Para o Panorama Nacional, às 21h15, o Curtas selecionou um conjunto de filmes que ajudam a traçar o panorama nacional na produção de curtas-metragens, obras relevantes que assinalam tendências ou exploram outros horizontes no cinema português e que não poderiam deixar de ser vistas pelo público do festival: “Triptic” de Tiago Afonso, “Semente Extreminadora” de Pedro Neves Marques e “Flores” de Jorge Jácome.  
 
Antes, às 16:0, decorre a primeira Conversa Take One!, intitulada "No Cinema Fazem-se Amigos”, com a presença de Salette Ramalho (Agência da Curta Metragem) Pela del Álamo (Curtocircuito IFF) e da realizadora Rita Barbosa (“À Noite Fazem-se Amigos”).

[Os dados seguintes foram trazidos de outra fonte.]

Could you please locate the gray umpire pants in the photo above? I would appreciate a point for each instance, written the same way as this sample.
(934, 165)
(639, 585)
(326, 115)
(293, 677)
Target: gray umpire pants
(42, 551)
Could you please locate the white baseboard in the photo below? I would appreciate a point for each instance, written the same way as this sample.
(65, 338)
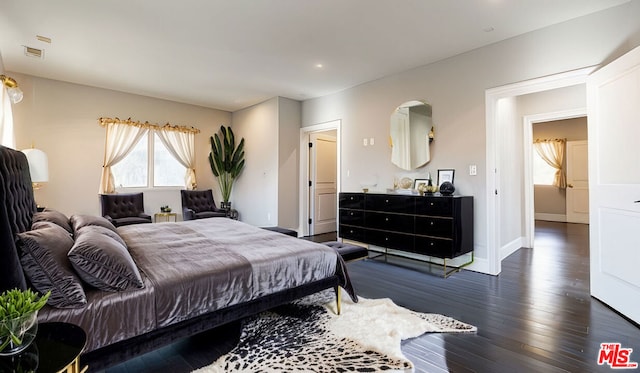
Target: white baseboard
(511, 247)
(551, 217)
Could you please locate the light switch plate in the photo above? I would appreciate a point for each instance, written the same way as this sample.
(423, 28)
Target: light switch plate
(473, 170)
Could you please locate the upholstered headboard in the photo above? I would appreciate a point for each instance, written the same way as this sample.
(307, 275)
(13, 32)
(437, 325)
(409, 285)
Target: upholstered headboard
(16, 212)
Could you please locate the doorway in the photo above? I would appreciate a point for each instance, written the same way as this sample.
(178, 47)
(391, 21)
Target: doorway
(548, 202)
(319, 206)
(323, 182)
(508, 207)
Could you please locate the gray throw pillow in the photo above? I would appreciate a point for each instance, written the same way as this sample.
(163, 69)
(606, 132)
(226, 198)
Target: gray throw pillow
(79, 221)
(103, 262)
(43, 254)
(101, 230)
(52, 216)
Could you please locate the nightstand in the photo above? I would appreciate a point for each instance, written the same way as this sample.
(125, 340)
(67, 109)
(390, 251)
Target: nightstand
(56, 348)
(165, 216)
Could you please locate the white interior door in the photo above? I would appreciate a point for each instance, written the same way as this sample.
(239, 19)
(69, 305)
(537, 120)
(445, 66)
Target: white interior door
(323, 183)
(614, 180)
(577, 182)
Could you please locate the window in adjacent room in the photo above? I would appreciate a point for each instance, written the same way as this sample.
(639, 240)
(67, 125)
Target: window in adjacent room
(149, 165)
(543, 173)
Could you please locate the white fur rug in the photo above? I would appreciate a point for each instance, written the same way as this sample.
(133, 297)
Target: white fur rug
(307, 336)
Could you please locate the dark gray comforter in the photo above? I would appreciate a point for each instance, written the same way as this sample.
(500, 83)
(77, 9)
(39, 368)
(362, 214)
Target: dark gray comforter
(194, 267)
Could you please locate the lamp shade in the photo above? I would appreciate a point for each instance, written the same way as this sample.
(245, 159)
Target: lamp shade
(38, 165)
(15, 94)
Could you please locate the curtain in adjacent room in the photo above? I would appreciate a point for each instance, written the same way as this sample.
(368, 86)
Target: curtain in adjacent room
(7, 137)
(181, 144)
(552, 152)
(121, 139)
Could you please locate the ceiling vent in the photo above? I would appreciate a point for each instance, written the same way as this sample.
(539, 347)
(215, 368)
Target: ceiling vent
(33, 52)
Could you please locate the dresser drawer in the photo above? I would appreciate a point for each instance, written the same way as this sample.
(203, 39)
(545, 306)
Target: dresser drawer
(351, 217)
(389, 203)
(351, 233)
(438, 247)
(351, 200)
(432, 226)
(389, 222)
(434, 206)
(390, 240)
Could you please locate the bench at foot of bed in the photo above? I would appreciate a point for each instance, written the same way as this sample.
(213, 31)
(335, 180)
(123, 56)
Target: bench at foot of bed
(348, 251)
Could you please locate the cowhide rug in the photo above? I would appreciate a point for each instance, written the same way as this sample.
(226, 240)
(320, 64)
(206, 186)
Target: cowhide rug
(307, 336)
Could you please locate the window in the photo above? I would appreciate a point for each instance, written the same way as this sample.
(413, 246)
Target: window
(543, 174)
(149, 165)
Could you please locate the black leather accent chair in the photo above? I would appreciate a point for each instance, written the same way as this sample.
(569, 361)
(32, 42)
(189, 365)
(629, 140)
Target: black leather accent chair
(124, 209)
(199, 204)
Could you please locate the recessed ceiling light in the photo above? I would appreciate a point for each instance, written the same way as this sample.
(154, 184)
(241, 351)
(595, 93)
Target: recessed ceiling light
(43, 39)
(33, 52)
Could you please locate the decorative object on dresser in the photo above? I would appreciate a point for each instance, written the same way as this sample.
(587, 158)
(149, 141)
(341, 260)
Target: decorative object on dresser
(447, 188)
(434, 226)
(445, 175)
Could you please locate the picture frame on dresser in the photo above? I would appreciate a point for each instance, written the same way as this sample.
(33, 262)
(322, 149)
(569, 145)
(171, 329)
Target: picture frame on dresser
(420, 182)
(446, 174)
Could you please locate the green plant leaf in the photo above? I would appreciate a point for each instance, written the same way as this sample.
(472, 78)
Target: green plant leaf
(226, 160)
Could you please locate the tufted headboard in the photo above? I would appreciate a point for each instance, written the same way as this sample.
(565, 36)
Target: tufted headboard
(16, 212)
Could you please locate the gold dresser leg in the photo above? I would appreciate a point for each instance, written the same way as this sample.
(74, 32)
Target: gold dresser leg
(338, 298)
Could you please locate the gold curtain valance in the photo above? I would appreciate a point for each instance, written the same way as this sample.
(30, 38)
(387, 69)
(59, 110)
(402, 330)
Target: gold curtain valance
(167, 127)
(549, 140)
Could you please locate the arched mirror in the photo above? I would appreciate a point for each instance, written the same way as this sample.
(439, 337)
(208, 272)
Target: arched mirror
(411, 131)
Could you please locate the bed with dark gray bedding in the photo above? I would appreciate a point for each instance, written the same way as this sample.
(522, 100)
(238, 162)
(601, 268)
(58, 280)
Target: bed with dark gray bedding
(163, 281)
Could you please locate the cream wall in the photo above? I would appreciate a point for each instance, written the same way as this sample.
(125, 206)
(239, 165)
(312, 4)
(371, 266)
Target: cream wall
(267, 192)
(255, 194)
(62, 120)
(288, 162)
(456, 89)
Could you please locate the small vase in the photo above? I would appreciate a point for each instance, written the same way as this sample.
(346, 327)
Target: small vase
(18, 333)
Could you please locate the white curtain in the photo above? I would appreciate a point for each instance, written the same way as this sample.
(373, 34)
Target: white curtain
(7, 137)
(182, 146)
(552, 152)
(121, 139)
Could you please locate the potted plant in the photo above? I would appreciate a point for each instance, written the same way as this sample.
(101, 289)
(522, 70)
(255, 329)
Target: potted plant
(19, 319)
(227, 162)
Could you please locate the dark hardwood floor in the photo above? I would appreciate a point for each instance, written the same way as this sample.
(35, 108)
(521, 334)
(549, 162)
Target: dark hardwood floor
(536, 316)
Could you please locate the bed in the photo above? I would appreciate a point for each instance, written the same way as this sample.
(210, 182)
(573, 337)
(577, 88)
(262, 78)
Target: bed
(171, 280)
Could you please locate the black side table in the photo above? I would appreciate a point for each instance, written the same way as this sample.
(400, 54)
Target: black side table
(57, 348)
(232, 214)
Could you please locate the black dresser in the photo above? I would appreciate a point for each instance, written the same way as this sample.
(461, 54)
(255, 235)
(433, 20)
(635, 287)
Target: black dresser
(436, 226)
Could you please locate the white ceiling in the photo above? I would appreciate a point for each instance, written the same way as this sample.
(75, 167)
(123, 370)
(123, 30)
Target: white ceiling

Às 18:30, arranca também a primeira sessão da competição Take One!, dedicada a filmes de escola.  
 
Esta segunda-feira serão também ainda exibidos, no Teatro Municipal, filmes provenientes da Holanda e da Polónia, nas sessões do Panorama Europeu, às 15h e às 18h. 
 
No Auditório Municipal, continuam as sessões de cinema gratuitas para toda a família com uma seleção de divertidos filmes. É também neste espaço que o duo Pega Monstro apresentará, às 23:30, o novo álbum “Casa de Cima”.  
 
O dia termina no Cacau Café-Bar com a festa Take One! Night e um dj set de Jonathan Silva, com entrada livre.  
 
Os bilhetes encontram-se à venda na bilheteira do Teatro Municipal, no Auditório Municipal e na rede da Bilheteira Online.